As the arresting agent, Spriggs was the one who transported Hinckley from the crime scene to book him into jail. In the car, Hinckley was “pretty stoic and didn’t say much,” according to Spriggs. And while it was “obvious” to Spriggs that Hinckley had severe problems, he said physicians later described a level of mental illness he hadn’t personally witnessed.
In a statement provided to The Daily Beast, the Ronald Reagan Presidential Foundation and Institute said it is “both saddened and concerned” about Hinckley’s unconditional release and plan to pursue “a music career for profit.”
“Mr.

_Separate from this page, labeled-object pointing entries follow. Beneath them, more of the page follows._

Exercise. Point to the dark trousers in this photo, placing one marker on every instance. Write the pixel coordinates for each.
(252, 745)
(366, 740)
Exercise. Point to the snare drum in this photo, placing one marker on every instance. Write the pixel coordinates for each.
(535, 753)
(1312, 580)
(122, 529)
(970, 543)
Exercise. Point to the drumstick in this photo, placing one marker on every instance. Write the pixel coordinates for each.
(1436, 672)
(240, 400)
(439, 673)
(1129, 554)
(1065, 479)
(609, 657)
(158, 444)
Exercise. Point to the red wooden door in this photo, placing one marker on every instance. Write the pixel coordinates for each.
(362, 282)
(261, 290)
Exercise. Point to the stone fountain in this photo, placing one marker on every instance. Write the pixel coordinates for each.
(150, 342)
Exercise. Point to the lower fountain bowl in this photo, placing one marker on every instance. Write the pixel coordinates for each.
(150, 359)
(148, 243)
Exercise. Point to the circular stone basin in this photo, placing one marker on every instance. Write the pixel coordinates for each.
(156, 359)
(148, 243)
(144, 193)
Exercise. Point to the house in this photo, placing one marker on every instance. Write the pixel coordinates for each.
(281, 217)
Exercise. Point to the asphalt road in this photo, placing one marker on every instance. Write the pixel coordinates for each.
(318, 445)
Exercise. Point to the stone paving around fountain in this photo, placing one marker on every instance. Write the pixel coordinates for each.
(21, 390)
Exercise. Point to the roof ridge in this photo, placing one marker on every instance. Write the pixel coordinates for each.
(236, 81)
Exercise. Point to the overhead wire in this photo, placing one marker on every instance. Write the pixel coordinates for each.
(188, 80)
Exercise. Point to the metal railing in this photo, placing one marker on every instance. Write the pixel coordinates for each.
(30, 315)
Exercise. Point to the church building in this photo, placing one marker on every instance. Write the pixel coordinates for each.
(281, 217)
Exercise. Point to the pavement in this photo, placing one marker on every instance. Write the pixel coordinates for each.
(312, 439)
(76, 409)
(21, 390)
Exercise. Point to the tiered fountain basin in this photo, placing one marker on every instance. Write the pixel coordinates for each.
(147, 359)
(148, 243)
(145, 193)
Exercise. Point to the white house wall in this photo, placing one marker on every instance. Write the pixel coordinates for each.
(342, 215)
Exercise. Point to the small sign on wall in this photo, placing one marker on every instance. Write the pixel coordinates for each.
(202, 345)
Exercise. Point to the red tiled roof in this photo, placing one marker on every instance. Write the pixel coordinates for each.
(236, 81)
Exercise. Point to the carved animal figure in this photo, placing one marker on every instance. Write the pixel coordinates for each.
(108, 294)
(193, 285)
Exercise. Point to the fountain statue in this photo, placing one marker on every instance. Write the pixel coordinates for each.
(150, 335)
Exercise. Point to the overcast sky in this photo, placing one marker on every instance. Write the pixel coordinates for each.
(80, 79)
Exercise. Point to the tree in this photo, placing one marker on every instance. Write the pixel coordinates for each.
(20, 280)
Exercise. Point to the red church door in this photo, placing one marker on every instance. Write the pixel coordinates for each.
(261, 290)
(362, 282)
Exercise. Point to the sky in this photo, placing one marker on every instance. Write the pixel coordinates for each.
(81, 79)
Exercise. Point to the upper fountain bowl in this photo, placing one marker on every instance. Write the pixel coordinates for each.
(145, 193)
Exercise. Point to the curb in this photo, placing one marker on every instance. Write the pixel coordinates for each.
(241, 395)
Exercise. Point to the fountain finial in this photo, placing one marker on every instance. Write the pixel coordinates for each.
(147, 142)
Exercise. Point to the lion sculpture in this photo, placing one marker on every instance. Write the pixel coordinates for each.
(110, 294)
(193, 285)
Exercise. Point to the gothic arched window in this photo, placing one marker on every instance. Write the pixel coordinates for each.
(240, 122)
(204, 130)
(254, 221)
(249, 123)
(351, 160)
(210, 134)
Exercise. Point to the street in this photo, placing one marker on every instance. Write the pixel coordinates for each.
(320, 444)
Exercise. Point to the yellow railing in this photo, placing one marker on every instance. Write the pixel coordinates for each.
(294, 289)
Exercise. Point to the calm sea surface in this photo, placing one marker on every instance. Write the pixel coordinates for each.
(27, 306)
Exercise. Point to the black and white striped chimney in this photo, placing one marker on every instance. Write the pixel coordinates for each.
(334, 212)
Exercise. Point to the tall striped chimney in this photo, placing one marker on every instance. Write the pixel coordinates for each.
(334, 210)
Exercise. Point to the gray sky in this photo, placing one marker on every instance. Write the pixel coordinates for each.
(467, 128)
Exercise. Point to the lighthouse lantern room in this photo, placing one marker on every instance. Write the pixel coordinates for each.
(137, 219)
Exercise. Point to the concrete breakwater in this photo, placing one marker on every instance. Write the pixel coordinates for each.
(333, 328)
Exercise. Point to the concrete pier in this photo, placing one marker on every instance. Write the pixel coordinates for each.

Hinckley is the man responsible for the attempted assassination of President Reagan and the shooting of three other brave men, one who eventually died of his injuries years later,” the organization said. “We strongly oppose his release into society where he apparently seeks to make a profit from his infamy.”
Reagan’s daughter—and sometime Daily Beast contributor—Patti Davis said in an email that she had “no intention of giving John Hinckley more publicity.” A rep for Ron Reagan, Jr. said the former first son was “not interested in talking about Hinckley.”
Jodie Foster’s publicist and agent did not respond to requests for comment.
Spriggs is interested to see how Hinckley’s release plays out, now that the court’s restrictions have been lifted. But even though Hinckley is no longer being supervised by a judge, that doesn’t necessarily mean the feds aren’t still keeping an eye on him.
As Spriggs said, “I’m not so sure that his file has been purged from the Secret Service indices, if you will.”